O vice-coordenador nacional de Defesa do Meio Ambiente do Trabalho (Codemat) do MPT, Luciano Lima Leivas, explica que os principais fatores de risco de acidentes de trânsito e de trabalho, segundo informações do DNIT, são a organização do trabalho, forma de remuneração, longa duração de trabalho e segurança pública.

De acordo com a lei 13.103, a jornada diária do motorista é de oito horas, podendo ser prorrogada por mais duas ou quatro horas em caso de acordo coletivo.

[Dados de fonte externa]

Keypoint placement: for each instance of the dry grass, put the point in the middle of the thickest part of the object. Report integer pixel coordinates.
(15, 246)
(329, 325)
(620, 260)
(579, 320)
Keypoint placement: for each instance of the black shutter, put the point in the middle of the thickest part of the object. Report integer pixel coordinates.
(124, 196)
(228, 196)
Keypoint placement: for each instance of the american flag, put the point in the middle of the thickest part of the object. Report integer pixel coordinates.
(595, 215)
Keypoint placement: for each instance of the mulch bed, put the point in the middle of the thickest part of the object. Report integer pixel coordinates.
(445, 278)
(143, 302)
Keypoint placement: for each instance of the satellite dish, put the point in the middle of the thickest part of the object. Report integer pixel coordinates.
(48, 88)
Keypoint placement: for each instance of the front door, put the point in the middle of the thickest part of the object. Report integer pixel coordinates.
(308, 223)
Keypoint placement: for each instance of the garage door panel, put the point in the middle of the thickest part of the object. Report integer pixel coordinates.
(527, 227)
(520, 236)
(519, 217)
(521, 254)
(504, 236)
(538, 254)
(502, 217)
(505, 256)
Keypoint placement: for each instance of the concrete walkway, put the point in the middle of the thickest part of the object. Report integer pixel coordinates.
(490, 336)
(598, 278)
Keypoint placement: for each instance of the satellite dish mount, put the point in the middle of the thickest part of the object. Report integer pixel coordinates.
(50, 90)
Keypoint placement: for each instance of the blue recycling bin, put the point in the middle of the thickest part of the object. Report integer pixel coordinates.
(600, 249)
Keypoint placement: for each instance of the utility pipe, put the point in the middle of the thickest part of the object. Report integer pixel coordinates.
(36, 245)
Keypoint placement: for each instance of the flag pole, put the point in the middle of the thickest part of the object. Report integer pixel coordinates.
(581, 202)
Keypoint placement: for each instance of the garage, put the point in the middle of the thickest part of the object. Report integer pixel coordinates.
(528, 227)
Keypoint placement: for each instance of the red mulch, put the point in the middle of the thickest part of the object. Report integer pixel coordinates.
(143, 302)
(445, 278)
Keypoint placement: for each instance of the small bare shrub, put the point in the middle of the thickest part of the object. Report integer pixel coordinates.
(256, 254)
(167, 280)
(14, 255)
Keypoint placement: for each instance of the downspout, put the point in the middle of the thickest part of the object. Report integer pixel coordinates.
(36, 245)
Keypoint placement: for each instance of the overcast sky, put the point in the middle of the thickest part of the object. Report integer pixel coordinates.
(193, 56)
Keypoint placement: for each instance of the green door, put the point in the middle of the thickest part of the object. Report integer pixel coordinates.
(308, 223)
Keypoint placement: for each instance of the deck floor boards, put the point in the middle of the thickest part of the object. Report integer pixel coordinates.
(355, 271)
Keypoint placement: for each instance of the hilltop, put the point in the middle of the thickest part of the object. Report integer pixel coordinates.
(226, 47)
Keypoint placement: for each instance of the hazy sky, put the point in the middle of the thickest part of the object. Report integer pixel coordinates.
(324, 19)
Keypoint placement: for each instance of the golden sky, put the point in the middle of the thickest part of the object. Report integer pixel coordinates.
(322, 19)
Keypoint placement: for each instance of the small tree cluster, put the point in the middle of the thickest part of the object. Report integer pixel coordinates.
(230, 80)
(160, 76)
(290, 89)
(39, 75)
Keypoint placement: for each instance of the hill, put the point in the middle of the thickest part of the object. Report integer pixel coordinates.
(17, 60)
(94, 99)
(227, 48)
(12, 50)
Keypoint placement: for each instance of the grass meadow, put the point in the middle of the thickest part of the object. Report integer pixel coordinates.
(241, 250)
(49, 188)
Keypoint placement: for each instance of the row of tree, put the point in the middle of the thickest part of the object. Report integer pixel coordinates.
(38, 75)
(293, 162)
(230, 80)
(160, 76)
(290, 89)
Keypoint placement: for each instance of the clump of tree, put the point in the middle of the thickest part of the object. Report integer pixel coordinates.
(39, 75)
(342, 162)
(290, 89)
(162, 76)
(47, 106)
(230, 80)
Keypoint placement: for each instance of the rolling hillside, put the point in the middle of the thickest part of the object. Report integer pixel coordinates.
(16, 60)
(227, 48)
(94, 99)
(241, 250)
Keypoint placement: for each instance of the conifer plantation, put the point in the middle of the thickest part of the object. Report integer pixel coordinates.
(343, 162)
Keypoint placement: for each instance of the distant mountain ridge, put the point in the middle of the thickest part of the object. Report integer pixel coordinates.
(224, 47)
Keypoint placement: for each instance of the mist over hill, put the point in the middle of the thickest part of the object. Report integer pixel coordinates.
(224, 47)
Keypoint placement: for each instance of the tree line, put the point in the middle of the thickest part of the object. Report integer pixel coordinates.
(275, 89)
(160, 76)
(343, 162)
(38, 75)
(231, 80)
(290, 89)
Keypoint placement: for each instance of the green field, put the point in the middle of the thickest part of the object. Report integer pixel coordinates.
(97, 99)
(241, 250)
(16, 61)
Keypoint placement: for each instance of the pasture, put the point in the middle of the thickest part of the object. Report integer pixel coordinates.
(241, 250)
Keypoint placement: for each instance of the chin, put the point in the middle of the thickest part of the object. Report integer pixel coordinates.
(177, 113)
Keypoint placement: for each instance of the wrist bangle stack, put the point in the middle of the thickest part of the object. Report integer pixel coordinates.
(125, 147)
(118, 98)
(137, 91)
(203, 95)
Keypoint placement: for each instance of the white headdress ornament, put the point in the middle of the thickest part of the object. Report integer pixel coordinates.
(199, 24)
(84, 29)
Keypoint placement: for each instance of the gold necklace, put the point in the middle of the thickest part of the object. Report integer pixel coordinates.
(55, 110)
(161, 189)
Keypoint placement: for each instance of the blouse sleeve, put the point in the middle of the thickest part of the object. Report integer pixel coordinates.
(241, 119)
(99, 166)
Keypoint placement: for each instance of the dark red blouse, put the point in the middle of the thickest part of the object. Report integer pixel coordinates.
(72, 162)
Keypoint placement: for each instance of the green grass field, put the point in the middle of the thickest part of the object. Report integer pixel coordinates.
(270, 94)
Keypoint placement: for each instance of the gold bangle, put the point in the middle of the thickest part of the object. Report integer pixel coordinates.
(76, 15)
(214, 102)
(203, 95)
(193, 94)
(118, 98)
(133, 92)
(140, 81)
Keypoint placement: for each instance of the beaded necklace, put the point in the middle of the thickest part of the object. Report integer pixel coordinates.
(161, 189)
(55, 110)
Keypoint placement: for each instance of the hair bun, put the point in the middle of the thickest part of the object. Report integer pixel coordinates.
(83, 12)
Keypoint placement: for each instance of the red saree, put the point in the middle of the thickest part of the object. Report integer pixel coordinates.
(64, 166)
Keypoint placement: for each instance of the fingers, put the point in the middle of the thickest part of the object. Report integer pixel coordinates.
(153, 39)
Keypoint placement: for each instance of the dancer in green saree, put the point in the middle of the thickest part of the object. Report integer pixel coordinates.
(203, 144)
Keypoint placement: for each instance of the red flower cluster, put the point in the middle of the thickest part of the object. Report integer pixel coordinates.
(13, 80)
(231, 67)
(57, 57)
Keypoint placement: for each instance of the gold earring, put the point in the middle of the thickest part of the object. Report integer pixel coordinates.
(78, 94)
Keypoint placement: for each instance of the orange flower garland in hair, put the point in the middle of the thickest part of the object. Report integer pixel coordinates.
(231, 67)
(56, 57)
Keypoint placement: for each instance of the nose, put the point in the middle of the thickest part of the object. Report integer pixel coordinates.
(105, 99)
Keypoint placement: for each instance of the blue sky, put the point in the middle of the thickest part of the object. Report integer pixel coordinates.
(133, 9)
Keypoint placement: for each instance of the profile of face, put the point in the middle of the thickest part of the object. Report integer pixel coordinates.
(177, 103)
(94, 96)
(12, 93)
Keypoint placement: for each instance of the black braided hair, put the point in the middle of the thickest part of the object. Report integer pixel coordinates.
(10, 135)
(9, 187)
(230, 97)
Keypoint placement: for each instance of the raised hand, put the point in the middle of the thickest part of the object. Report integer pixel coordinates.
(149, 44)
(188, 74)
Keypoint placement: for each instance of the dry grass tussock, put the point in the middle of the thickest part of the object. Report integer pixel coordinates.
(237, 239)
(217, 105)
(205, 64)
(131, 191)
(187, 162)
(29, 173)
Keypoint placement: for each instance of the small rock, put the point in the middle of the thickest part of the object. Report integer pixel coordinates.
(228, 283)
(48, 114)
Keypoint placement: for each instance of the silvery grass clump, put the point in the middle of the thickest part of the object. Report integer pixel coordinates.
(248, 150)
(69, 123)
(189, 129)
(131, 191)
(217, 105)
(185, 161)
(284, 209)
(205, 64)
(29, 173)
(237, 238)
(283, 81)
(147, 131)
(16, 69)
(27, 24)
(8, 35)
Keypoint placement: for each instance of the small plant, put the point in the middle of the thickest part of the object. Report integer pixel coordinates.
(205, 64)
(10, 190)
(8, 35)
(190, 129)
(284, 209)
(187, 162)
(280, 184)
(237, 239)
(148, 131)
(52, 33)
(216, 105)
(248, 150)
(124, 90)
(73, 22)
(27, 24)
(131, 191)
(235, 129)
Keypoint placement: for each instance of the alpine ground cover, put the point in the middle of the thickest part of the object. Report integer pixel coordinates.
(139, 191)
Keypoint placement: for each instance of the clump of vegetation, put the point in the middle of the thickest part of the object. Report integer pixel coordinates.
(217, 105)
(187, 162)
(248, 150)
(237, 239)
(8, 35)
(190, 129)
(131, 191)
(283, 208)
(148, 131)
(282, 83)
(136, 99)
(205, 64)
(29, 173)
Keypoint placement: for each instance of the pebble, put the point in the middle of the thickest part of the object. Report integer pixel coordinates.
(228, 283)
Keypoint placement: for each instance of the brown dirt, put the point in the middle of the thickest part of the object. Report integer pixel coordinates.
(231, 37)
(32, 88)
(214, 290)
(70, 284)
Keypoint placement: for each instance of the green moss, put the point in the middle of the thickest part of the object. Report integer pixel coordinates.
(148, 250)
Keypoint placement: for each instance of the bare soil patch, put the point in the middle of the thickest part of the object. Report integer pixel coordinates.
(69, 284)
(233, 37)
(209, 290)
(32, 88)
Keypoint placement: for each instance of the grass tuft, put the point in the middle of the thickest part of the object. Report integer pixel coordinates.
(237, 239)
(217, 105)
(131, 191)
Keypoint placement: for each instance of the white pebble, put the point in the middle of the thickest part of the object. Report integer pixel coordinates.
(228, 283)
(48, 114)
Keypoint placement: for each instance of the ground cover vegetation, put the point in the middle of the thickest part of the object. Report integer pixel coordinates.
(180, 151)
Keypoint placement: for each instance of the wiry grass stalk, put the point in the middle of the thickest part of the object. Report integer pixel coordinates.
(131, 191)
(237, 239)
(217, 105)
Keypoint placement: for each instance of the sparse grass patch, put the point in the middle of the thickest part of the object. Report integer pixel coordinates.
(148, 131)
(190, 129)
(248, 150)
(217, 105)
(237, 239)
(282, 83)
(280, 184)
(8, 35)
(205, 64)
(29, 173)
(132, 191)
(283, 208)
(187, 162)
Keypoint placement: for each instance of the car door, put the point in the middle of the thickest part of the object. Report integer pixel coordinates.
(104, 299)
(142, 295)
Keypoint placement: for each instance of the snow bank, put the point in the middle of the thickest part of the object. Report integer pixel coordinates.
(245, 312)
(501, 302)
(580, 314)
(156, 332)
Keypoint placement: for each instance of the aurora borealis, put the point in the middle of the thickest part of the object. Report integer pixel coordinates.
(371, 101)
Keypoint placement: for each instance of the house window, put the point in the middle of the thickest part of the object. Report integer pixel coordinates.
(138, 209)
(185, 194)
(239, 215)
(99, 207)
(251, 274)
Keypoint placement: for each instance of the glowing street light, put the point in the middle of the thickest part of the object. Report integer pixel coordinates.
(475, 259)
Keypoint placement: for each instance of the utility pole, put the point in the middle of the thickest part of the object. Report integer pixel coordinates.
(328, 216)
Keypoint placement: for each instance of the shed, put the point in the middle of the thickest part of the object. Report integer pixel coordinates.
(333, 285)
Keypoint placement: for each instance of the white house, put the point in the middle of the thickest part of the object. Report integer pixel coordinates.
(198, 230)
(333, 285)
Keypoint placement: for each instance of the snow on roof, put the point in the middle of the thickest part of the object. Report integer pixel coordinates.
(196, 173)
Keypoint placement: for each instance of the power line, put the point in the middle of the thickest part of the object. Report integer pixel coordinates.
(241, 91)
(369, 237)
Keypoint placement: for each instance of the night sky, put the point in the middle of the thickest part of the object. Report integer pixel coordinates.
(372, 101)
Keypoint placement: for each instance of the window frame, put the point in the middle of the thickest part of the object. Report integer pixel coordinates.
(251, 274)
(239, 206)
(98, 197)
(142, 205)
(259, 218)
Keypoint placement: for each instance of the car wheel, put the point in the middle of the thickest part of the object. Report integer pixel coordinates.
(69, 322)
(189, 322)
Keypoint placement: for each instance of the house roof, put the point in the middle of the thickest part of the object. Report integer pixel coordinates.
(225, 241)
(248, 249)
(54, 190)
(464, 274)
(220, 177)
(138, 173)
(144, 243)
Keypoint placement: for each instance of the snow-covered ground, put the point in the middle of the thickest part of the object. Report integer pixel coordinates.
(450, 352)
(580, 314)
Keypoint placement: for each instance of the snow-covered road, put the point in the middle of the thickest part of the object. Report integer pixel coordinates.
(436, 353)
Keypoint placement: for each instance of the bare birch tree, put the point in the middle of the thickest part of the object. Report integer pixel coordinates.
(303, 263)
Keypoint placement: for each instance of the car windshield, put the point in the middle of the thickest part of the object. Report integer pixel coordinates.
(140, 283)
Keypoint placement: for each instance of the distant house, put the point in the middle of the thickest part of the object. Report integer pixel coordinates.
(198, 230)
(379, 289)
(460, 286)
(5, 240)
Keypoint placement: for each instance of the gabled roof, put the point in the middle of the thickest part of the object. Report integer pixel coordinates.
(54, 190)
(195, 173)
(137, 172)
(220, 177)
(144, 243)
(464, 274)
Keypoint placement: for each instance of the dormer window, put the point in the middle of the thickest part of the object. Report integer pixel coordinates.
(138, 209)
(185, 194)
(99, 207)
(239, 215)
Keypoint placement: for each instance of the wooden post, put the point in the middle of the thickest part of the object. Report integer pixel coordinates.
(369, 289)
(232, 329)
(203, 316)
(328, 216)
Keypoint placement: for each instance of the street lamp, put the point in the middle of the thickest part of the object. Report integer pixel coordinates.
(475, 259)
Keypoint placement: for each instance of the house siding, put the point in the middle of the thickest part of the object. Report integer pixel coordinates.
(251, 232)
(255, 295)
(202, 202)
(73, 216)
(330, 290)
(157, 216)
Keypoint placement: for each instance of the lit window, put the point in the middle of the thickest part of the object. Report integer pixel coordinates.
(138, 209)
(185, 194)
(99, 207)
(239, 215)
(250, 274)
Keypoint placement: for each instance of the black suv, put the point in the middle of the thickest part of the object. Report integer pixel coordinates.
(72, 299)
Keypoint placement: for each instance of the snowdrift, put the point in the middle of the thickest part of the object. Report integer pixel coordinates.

“Por que a organização do trabalho leva aquele motorista ao cansaço? Culpabilizar apenas o motorista pelo acidente é equivocado, precisa-se pensar de forma mais ampla. Pensar nos fatores da organização do trabalho que levaram aquele motorista a uma situação extrema está muito imbricado com a causa do acidente. Principalmente a remuneração por produção leva o motorista a longas viagens exclusivamente o motorista autônomo”, afirma Luciano Leivas.

“São números assustadores que mostram o grau de exploração dos profissionais da estrada e a falta de cuidado dos demais condutores quando estão trafegando onde tem caminhões. Existem os sinistros por fadiga e abuso dos caminhoneiros, mas muitas ocorrências são fruto da imperícia e imprudência dos motoristas de veículos leves. Entretanto, tudo começa numa concorrência desleal que leva inclusive ao uso de drogas”, explica Rodolfo Rizzotto, coordenador do SOS Estradas.

Uso de drogas

Renato Dias, presidente da Associação Brasileira de Toxicologia (ABTOX), explica que a exigência do exame toxicológico em larga escala é essencial para a detecção de drogas consumidas por motoristas de caminhão e ônibus.

Uma pesquisa realizada pelo projeto Comandos de Saúde nas Rodovias em São Paulo, feita em um período de oito anos, revelou que 7,8% dos motoristas de caminhão no Brasil fazem o uso de drogas ilícitas —anfetamina, cocaína e maconha. Realizada com a participação de 4.110 caminhoneiros, indicou que, entre 2009 e 2016, a substância predominante foi a cocaína (3,6%), seguida da anfetamina (3,4%) e da maconha (1,6%).

A Lei 13.103/2015, conhecida como a “Lei do Caminhoneiro”, trouxe a obrigatoriedade da realização do exame toxicológico para os motoristas profissionais de transporte rodoviário de passageiros e de cargas.